Major League Baseball has tried several avenues to exempt the minor leagues from being forced to pay aspiring players the minimum wage, the latest of which is a provision in an upcoming government spending bill about to be voted on in Washington, DC.

The pay scale offered by the minors is ostensibly covered under the Fair Labor Standards Act (FLSA), but MLB wants Congress to exempt the minors because, they say, the higher pay scale would bankrupt the smaller teams struggling to survive, For The Win reported.

MLB helped sponsor one effort to exempt the minors from paying the minimum wage to its young players. Back in 2016, MLB’s lobbyists helped write the Save America’s Pastime Act (HR 5580). Brett Guthrie (R, KY) and Cheri Bustos (D, IL) originally sponsored the bill, but Bustos pulled her support after she “discovered” that many of the players are supported by the majors and are not solely supported by the minors. The bill ultimately died.

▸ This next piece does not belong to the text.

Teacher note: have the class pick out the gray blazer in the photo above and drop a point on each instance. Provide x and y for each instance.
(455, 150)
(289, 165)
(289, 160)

But MLB has found a new way to push its plan to exempt minor league players from earning the minimum wage by adding a provision in a spending bill that will soon be debated in the House of Representatives.

According to the Washington Post, the spending bill includes a provision to cancel the minimum wage for the minors.

“(Minor League Baseball president Pat) O’Connor said the litigation underway represents an existential threat to minor league clubs, which could see their business model upended if courts rule that players must be paid according to the federal Fair Labor Standards Act,” Post writer Mike DeBonis reported.

MLB is not acting in a vacuum. The league is facing a 2014 class-action lawsuit by dozens of former and current minor leaguers who want the law to force the minors to observe FLSA rules.

One of the litigants in the 2014 lawsuit is discouraged by the “back door” effort to pass the exemption via the spending bill.

“They’re trying to back-door it into the spending bill. It’s all happening in secret, behind closed doors, so we have limited knowledge just like everyone else has limited knowledge,” said attorney Garrett Broshuis, a former minor league player and a party to the lawsuit.

Broshuis added that the low wages many players are now earning are barely enough to keep them moving forward as they strive to reach the big leagues. While top players earn tens of thousands and are supported by major league teams, in some cases, many other players only earn $12,000 a year playing in the minors.